The Local Authority Pension Fund Forum (LAPFF) has signalled it will be engaging further on tax reform in 2015 following on from its November 2014 Investor Statement backing modernisation of international taxation frameworks released ahead of the 2014 G20 Summit in Brisbane.

Writing in the 2014 LAPFF Annual Report, Forum Chair Cllr Kieran Quinn noted the actions taken on corporate tax avoidance during 2014 and stated that in 2015 the Forum will ‘develop partnerships to promote a strong investor voice on sound governance practices for tax planning disclosure.’

International corporate taxation authority Richard Murphy from Tax Research UK has been retained by LAPFF to provide expert assistance in formulating a programme that will see FTSE100 companies requested to disclose a range of taxation related governance and accounting practices and taxation risk management strategies.

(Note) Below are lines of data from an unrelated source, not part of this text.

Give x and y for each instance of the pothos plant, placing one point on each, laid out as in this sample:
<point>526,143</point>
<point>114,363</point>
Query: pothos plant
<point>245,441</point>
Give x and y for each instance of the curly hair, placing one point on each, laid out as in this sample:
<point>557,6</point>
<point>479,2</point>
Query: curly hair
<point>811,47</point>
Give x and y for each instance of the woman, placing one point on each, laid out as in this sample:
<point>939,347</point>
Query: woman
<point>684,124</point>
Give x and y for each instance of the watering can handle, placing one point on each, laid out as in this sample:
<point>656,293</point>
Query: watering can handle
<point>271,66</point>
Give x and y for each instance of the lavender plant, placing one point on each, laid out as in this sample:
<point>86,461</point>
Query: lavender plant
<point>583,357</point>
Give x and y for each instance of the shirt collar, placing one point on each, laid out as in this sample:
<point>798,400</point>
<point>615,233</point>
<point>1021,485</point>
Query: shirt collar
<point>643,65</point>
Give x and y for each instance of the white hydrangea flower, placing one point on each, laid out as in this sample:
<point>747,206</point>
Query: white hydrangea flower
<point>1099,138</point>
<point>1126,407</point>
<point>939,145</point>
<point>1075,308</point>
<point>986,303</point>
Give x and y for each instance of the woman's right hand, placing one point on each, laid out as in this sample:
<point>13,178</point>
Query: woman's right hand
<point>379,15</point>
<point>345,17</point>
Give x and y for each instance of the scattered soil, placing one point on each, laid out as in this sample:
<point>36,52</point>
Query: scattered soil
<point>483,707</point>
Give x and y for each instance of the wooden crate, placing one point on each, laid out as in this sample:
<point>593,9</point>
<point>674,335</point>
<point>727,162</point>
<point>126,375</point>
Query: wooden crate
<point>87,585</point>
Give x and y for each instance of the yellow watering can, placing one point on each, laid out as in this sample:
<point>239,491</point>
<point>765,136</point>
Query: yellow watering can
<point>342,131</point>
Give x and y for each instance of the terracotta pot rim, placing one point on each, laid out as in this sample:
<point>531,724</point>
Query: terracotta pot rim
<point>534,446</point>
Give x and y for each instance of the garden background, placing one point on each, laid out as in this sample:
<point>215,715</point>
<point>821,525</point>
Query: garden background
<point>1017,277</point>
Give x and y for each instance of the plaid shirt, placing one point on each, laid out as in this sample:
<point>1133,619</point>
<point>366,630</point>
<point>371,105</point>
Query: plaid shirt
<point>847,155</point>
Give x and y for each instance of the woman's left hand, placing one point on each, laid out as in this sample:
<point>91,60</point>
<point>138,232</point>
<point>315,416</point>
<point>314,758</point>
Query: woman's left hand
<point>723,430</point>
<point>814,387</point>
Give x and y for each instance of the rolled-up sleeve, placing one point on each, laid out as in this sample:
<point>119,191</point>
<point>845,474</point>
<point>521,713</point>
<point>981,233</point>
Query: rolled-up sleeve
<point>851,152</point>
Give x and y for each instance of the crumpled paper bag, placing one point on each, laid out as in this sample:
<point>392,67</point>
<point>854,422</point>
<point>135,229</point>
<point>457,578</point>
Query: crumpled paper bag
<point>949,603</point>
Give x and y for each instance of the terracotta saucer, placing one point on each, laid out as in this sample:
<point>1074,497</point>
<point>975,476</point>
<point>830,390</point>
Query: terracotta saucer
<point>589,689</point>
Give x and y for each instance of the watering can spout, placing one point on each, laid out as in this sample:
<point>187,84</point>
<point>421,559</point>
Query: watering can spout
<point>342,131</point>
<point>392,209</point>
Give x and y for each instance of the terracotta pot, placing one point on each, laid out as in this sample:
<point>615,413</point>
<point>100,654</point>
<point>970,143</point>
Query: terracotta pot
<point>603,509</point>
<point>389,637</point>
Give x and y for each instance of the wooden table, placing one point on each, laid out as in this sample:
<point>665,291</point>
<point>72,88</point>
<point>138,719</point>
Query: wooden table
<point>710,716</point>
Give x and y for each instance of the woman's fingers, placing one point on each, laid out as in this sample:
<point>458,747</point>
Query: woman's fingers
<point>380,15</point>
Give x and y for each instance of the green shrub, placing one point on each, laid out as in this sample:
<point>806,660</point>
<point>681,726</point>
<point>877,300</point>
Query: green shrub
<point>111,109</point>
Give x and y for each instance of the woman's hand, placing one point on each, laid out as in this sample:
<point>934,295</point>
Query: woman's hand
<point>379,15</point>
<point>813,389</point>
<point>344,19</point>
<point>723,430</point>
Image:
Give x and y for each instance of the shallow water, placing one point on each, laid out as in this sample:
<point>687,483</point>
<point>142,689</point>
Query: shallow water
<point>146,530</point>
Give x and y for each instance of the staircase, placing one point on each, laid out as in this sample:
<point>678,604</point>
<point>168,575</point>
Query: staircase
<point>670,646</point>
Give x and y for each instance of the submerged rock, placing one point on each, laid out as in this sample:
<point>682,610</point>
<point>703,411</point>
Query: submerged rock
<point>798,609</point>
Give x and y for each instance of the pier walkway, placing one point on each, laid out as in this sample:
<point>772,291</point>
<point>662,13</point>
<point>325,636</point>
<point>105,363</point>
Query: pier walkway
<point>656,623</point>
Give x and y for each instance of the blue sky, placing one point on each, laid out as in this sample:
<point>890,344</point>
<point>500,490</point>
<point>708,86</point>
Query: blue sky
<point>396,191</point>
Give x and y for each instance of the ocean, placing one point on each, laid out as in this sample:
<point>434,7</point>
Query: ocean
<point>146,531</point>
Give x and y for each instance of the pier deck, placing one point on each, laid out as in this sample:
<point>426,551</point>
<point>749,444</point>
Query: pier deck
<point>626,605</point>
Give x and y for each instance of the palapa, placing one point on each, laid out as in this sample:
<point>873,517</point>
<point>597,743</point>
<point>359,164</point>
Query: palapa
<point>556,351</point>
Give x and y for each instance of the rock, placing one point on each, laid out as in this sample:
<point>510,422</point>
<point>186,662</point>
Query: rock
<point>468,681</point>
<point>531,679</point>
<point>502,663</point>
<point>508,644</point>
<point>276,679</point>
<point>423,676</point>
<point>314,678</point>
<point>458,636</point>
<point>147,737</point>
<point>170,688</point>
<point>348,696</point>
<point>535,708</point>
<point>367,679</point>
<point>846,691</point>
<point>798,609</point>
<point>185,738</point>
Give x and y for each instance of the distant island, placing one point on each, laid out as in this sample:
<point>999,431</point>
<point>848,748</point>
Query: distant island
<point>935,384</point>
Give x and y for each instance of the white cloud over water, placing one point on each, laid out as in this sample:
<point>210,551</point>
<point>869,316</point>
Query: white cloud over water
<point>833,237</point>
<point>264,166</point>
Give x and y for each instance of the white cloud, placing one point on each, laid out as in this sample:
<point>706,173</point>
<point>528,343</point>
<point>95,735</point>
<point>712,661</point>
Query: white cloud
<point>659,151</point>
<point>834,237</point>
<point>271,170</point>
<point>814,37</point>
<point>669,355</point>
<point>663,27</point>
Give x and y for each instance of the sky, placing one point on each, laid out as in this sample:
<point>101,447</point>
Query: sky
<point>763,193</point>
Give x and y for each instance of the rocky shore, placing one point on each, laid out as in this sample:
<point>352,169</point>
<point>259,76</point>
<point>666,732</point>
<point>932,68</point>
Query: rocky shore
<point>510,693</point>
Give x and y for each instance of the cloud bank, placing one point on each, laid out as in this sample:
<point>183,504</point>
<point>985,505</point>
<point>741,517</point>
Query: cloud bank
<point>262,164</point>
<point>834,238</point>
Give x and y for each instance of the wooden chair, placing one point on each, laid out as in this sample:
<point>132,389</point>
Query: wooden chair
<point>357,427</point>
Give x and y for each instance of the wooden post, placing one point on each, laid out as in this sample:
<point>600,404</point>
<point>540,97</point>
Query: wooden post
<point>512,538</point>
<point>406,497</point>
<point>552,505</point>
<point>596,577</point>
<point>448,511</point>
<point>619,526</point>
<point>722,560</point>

Initial engagement will be sought in advance of the implementation of the OECD BEPS Action Plan changes, the first tranche of which was endorsed at the 2014 G20 with a second tranche due to go before  2015 G20 summit later this year.

Reform of the global taxation system has been slowly percolating through the international political agenda post the financial crisis of 2008, boosted in part by continued high profile tax scandals in the US, Australia UK and EU triggering widespread public opprobrium and a string of public enquiries and investigations.

Scrutiny of corporate taxation practices by investors has lagged behind public opinion but impetus is now growing with wider recognition of systemic risks to the global financial system arising from opaque corporate arrangements and unwarranted banking and financial secrecy. Corporations also face significant reputational risks around some tax avoidance practices and some investors  are beginning to query annual accounts that do not accurately reflect the underlying business position, sources of revenue and profit of international companies.

In a further sign that taxation questions are entering the governance mainstream, ESG umbrella group the Principles for Responsible Investment (PRI) has announced an extended corporate engagement programme on corporate taxation and will host a workspace for PRI signatories to share insights on tax from their markets and co-ordinate future engagement work.  The new project, which has the active support of several high profile UK asset owners and managers commenced with a webinar on January 28th.  The influential US Council of Institutional Investors (CII) is also beginning to discuss tax policy questions with constituents.

The LAPFF Corporate Tax Transparency Initiative (CTTI) is a sensible bridge between the intricacies of international tax practices and investor focus on long-term value creation over short-term tax driven arbitrage. The more forward looking amongst FTSE100 boards and the big four accounting firms will recognise that transparency and disclosure on tax matters is now at the heart of the reform process.